Le Marocain Youssef En-Nesyri a réussi là où ses glorieux prédécesseurs, Roger Milla, El-hadji Diouf ou Asamoah Gyan ont échoué: envoyer l'Afrique en demi-finale de Coupe du monde, d'une tête piquée contre le Portugal déjà entrée dans l'histoire, samedi.
Un but que l'on remontrera peut-être dans cent ans. Sa détente phénoménale a piégé le gardien Diogo Costa, sorti à contretemps, et le défenseur central Ruben Dias, largement dominé (42e).
Sur un centre parfait de Yahya Attiat-Allah, le Sévillan a rabattu puissamment sa tête, le ballon a frappé le sol pour rebondir et soulever le toit du filet, en même temps qu'il brisait le plafond de verre de l'Afrique.
Le Cameroun avait échoué le premier en quarts de finale contre l'Angleterre (3-2 a.p.) en 1990, malgré Roger Milla, ses 38 ans et ses quatre buts aux matches précédents.

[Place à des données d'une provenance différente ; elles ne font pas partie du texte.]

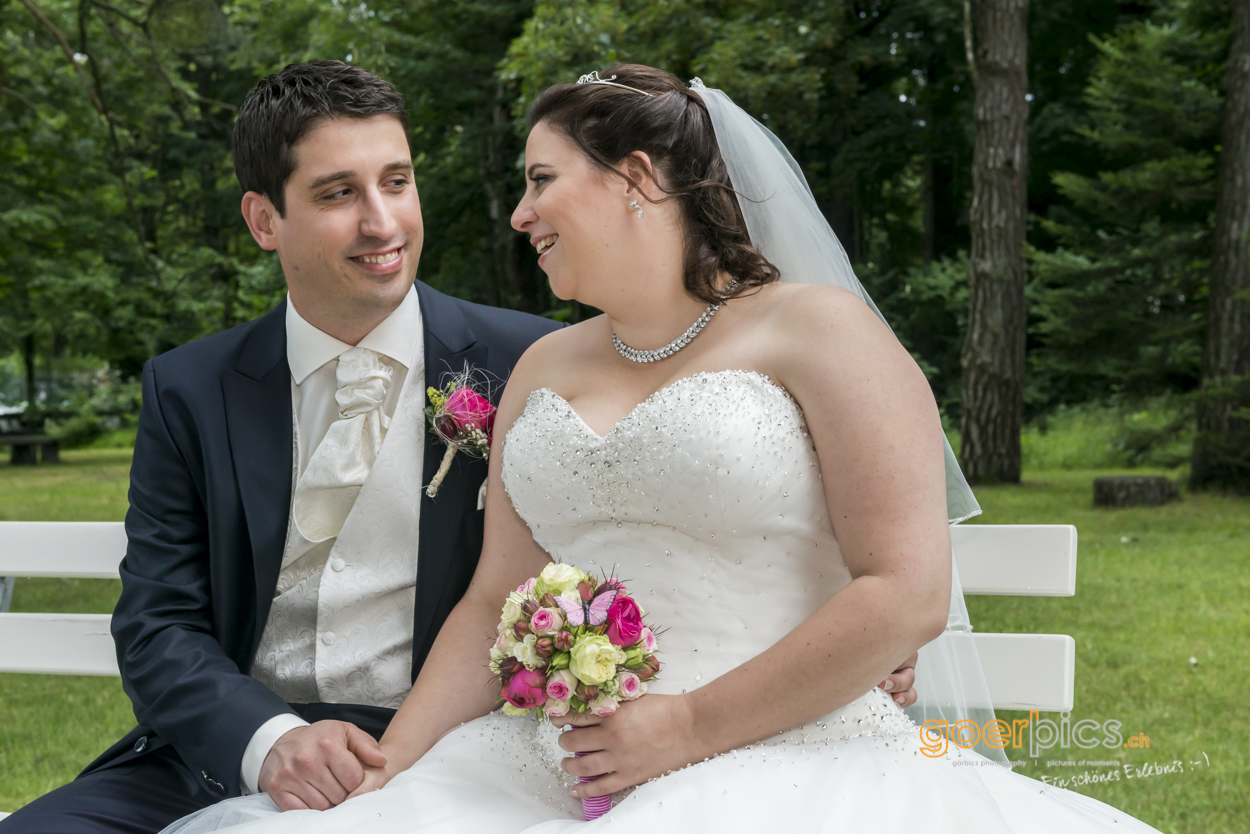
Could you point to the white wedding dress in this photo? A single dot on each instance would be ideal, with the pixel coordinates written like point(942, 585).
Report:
point(706, 499)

En 2002, le Sénégal d'El-Hadji Diouf s'était arrêté au but en or contre la Turquie (1-0 b.e.o.).
Avant En-Nesyri, le Ghanéen Asamoah Gyan était passé le plus près du dernier carré, mais il avait fracassé son penalty de la dernière minute (120e+2) sur la barre transversale uruguayenne, après la fameuse main volontaire de Luis Suarez, en 2010.
Le Sévillan lui n'a pas tremblé, sur son point fort, le jeu de tête. Il avait déjà marqué en sautant plus haut que les Espagnols au Mondial-2018 (2-2), et avec le Séville FC, il a signé un beau bouquet de buts de la tête.
Le buteur du Maroc a "un jeu de tête qui n'est pas une habitude au Maroc, où on pratique plus le jeu court dans les quartiers", explique à l'AFP Nasser Larguet, son formateur, qui a découvert le gamin dans le sport scolaire à Fès.
"J'ai jeté mon dévolu sur lui à l'âge de 12 ans, il appartient à la première promotion de l'Académie Mohamed VI", qui a relancé la formation au Maroc, poursuit l'ancien entraîneur de Marseille.
Ce but historique est une belle récompense pour un joueur dont les entraîneurs soulignent la générosité.
"Le sens du sacrifice il l'avait déjà très jeune, on n'a pas eu beaucoup de travail", sourit Larguet,qui fut aussi Directeur technique national (DTN) du Maroc.
"Seuls ceux qui connaissent le football le comprennent vraiment", souligne Walid Regragui, le sélectionneur, mettant en valeur "sa débauche d'énergie, ce qu'il donne sur le terrain pour l'équipe. C'est pour ça qu'il est à Séville, tous les entraîneurs rêvent d'avoir un Youssef En-Nesyri dans leur équipe, comme Giroud pour la France".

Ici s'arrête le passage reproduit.